Re: Who needs domains anyway?
Yeah, right. So what does the sleeping giant do once he shut down all options of Wikileaks hosting their stuff which provokes them to upload their new stories under “Britney.Spears.naked.jpg” (or whoever is hip right now, I’m not up to date) to any hoster, forum, p2p net and so on?
Re: Re:
Say it – dont spray it.
Spooling up ye-old pc now. Time to get ze server running, ill host some files temporarily 🙂
Next step, build torrents of all the latest backups *sigh* there go’s my saturday haha.
It’s undoubtedly the government at it’s best. There’s probably a section at the NSA that’s doing nothing but tracking where the domain and website pops up, and launches millions of hits on it to take it down.
Not an easy job, but someone has to do it. Don’t want the sheep to see how stupid our diplomacy has become.
I’m not surprised at all, given that the TSA and Homeland Security have been hard at work taking down sights without notice on the pretext that they were counterfeiting merchandise.
Remember one thing-the internet was based on the governments’ backbone infrastructure.
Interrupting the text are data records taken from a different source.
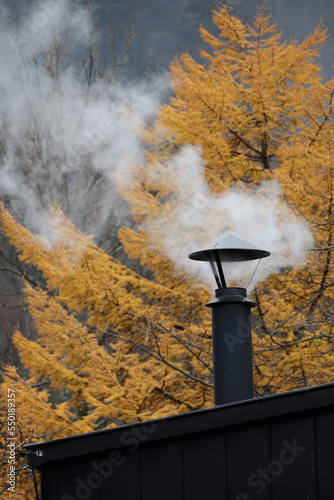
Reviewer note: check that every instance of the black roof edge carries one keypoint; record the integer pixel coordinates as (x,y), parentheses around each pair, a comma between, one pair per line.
(241,412)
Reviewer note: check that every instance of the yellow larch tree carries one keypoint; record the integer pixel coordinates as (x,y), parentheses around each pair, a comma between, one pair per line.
(115,347)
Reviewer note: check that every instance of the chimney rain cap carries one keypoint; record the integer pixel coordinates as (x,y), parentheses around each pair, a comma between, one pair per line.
(230,249)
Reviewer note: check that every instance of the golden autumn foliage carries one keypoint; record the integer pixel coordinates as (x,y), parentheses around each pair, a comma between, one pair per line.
(116,347)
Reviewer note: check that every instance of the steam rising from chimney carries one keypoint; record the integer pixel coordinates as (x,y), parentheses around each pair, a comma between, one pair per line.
(62,138)
(257,214)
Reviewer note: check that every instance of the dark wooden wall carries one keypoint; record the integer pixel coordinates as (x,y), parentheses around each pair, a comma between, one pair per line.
(285,458)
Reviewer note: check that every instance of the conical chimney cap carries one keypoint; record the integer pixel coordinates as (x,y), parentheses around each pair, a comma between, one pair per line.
(230,249)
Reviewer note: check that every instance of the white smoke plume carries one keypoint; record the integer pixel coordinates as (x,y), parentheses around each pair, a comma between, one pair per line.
(258,215)
(62,134)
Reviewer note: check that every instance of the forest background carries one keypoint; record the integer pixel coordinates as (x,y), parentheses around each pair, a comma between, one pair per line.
(112,326)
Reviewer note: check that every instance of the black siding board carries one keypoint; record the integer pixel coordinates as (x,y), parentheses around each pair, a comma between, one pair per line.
(77,480)
(49,482)
(204,467)
(247,451)
(324,428)
(249,411)
(292,462)
(161,471)
(121,475)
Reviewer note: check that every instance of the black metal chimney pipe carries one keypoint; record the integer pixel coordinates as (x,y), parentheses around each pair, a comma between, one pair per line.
(232,345)
(231,320)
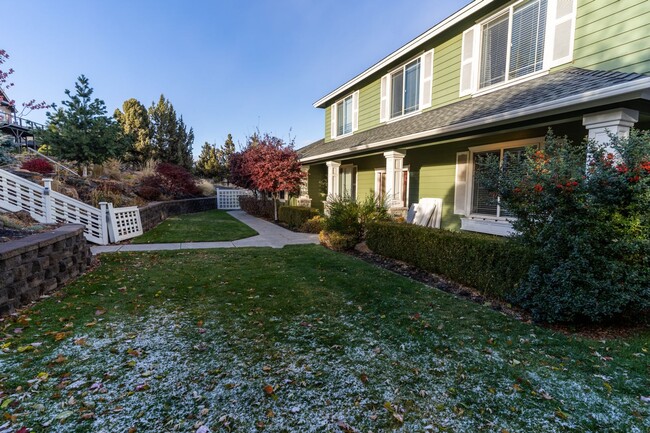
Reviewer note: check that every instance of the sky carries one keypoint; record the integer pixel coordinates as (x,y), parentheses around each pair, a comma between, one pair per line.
(227,66)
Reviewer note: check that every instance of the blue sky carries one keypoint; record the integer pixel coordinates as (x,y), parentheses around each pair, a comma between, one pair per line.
(227,66)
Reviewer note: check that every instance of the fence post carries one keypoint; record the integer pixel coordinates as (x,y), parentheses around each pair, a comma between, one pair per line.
(104,221)
(47,204)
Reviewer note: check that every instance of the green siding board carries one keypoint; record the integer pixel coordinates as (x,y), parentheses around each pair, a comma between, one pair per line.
(612,35)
Still is, for the most part, even though we believe otherwise.
The government for the most part owns all of the pipes, and if they don’t like the stuff you give out, they can and will take a site down.
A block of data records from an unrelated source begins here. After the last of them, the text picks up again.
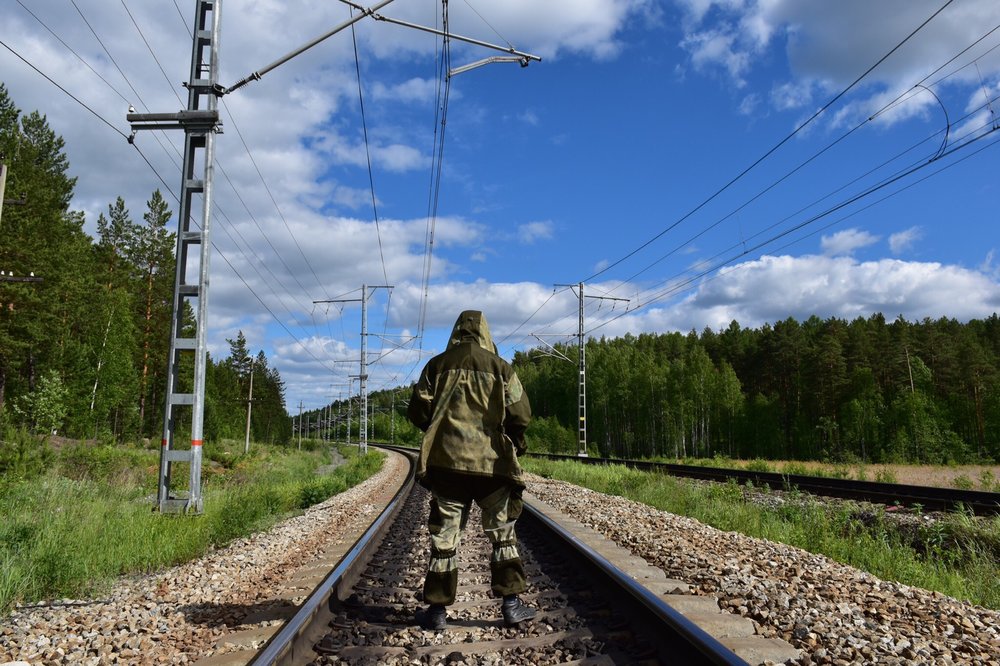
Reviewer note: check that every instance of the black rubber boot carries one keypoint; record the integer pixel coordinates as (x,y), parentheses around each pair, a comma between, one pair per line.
(514,610)
(434,617)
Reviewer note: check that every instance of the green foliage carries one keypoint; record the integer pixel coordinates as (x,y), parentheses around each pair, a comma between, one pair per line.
(71,531)
(963,482)
(758,465)
(44,409)
(22,455)
(547,435)
(100,318)
(955,556)
(885,475)
(866,391)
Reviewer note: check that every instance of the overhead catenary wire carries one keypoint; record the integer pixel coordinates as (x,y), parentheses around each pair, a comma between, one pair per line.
(441,111)
(687,281)
(163,181)
(770,151)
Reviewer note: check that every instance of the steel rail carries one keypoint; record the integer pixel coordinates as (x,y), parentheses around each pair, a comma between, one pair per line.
(680,631)
(928,498)
(293,643)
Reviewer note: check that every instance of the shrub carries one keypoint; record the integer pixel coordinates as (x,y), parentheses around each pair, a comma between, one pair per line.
(885,475)
(22,455)
(962,482)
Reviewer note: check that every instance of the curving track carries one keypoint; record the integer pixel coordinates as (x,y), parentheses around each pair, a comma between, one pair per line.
(592,610)
(929,498)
DNS services shut down you for DDOS since when?
This is pretty effy bizare.
How to enter wikileaks
BTW, since it is only a DNS thing, the site is still pretty accessible:
http://213.251.145.96/reldate/2010-12-03_0.html
All of 6 hours later, wikileaks is now @ wikileaks.ch …
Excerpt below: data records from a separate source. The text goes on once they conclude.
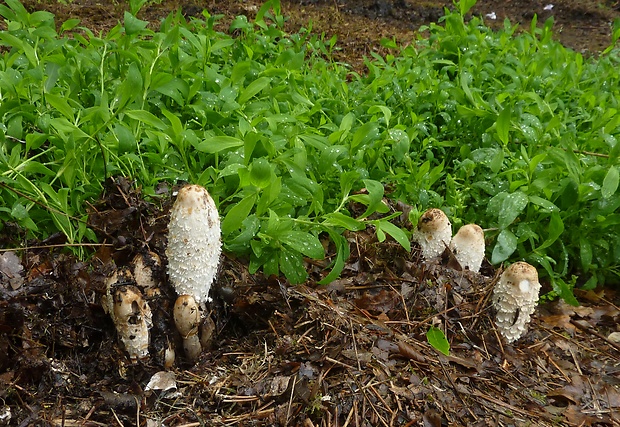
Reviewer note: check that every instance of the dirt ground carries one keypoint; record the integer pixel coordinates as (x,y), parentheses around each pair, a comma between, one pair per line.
(354,353)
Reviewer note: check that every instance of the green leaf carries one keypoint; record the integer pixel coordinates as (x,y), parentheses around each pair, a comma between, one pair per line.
(398,234)
(364,134)
(555,229)
(512,206)
(215,144)
(253,88)
(505,246)
(238,213)
(133,25)
(610,183)
(292,265)
(261,174)
(303,242)
(147,118)
(502,125)
(338,219)
(60,104)
(438,341)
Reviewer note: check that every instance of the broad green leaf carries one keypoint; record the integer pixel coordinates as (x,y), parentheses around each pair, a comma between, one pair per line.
(60,104)
(610,183)
(133,25)
(505,246)
(147,118)
(338,219)
(502,125)
(303,242)
(342,254)
(555,230)
(292,265)
(253,88)
(398,234)
(512,206)
(366,133)
(438,341)
(261,174)
(126,139)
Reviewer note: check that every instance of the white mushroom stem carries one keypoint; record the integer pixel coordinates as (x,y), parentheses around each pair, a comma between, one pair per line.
(433,233)
(194,245)
(515,296)
(468,247)
(187,320)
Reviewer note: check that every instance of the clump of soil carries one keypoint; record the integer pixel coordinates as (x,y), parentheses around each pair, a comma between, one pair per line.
(352,353)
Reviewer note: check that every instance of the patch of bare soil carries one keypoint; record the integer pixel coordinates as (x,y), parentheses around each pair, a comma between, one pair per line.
(353,353)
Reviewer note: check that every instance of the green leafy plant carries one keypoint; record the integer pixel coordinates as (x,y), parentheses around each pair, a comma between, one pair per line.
(509,130)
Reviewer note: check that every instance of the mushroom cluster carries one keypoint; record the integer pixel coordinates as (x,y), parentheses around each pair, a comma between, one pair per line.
(193,252)
(194,248)
(434,234)
(514,297)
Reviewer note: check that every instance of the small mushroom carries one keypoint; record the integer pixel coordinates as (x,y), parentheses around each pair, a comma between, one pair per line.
(187,320)
(514,297)
(433,233)
(130,312)
(193,252)
(468,247)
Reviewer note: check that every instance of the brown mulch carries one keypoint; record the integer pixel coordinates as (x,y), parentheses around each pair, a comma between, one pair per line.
(353,353)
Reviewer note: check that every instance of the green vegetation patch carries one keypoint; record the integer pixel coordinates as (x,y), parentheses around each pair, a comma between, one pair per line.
(511,131)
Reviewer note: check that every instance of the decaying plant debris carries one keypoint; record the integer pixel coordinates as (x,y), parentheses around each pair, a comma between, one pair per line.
(352,353)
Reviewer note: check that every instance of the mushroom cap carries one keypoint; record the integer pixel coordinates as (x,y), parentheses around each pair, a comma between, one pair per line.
(186,316)
(433,233)
(194,243)
(468,247)
(515,296)
(132,317)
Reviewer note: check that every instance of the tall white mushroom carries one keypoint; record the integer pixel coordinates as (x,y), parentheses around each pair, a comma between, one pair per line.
(194,248)
(468,247)
(433,233)
(515,296)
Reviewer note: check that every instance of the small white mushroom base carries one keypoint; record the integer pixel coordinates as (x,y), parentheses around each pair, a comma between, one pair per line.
(514,297)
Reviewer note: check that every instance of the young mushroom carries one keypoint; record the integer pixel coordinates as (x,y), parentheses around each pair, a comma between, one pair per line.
(514,297)
(193,252)
(130,312)
(433,233)
(468,247)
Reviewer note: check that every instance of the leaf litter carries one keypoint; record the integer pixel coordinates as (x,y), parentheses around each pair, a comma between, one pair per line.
(352,353)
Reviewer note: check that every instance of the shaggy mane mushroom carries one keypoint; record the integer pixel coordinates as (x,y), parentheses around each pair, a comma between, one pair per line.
(194,248)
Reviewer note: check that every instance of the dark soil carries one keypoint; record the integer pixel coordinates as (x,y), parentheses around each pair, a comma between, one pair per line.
(354,353)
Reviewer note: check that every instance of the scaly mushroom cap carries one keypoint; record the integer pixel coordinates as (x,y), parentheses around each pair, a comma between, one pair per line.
(194,245)
(132,317)
(468,247)
(515,296)
(433,233)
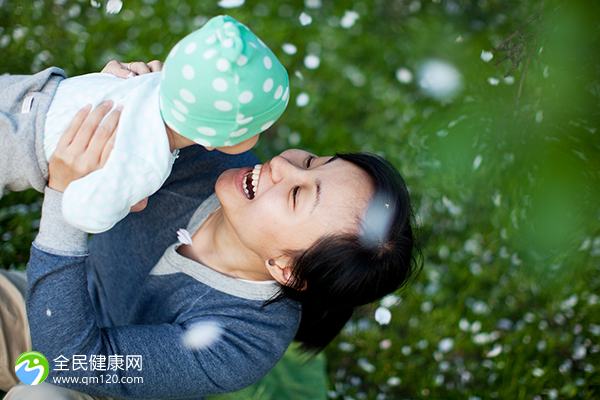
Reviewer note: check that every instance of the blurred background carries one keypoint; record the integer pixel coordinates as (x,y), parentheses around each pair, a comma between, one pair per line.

script-kiddie hacker claims responsibility
a script kiddie hacker called th3j35t3r has been claiming responsibility.
http://twitter.com/th3j35t3r
does anyone know where we can access old releases? they seem to only have the big headline things on the sites i’ve seen.
Make a (local) copy of the content at this URL
http://etherpad.mozilla.org:9000/wikileaks
This story says Amazon.com is the host and they shut them down. Another reason to hate Amazon who is putting independent software developers out of work by patenting source code instead of copyrighting it like most of us do.
Link here
“Wikileaks Says Its Site Has Been ‘Killed'”
Notice this happened after they threatened to leak info on China and Russia?
New Domain is Down....
The new Wikileaks domain wikileaks.ch is no longer resolving, so you can’t get to Wikileaks via that any more either. Use the IPs.
Well, I could understand being arrested for being shot, I mean, its not your bullet and you probably should give it back.
What has happened in the past isn’t what this shutdown is about, media centers already have every document that has been posted. Makes for nice new articles every day.
Why did it get taken down now? What was coming up? It sure wasn’t taken down to close the barn door after the horses got out, so just what was coming up to be released? Answer that and you might answer the question of who took it down.
wikileaks FTW
The Government can’t handle the truth…
EveryDNS rationale makes no sense
EveryDNS does not say if there is a DDOS attack on their nameservers or just on the Wikilieaks site. If their response to a DDOS attack on a customer is to delete their listing on the nameserver then this would only encourage DDOS attacks as this makes the attack, essentially, more effective. Also, since EveryDNS does not do domain hosting how are other customers affected by a DDOS attack on one customer? If EveryDNS itself is undergoing a DDOS attack, de-listing Wikileaks.org will not directly stop that attack. They are just hoping that de-listing will placate the attackers who will then gratefully cease their attack. A strategy that, again, makes DDOS attacks more effective and so encourages them. This also assumes that the DDOS attack comprises repeated queries for only the Wikileak domain(s). Their rationale is not believable and stinks of unspoken outside pressures.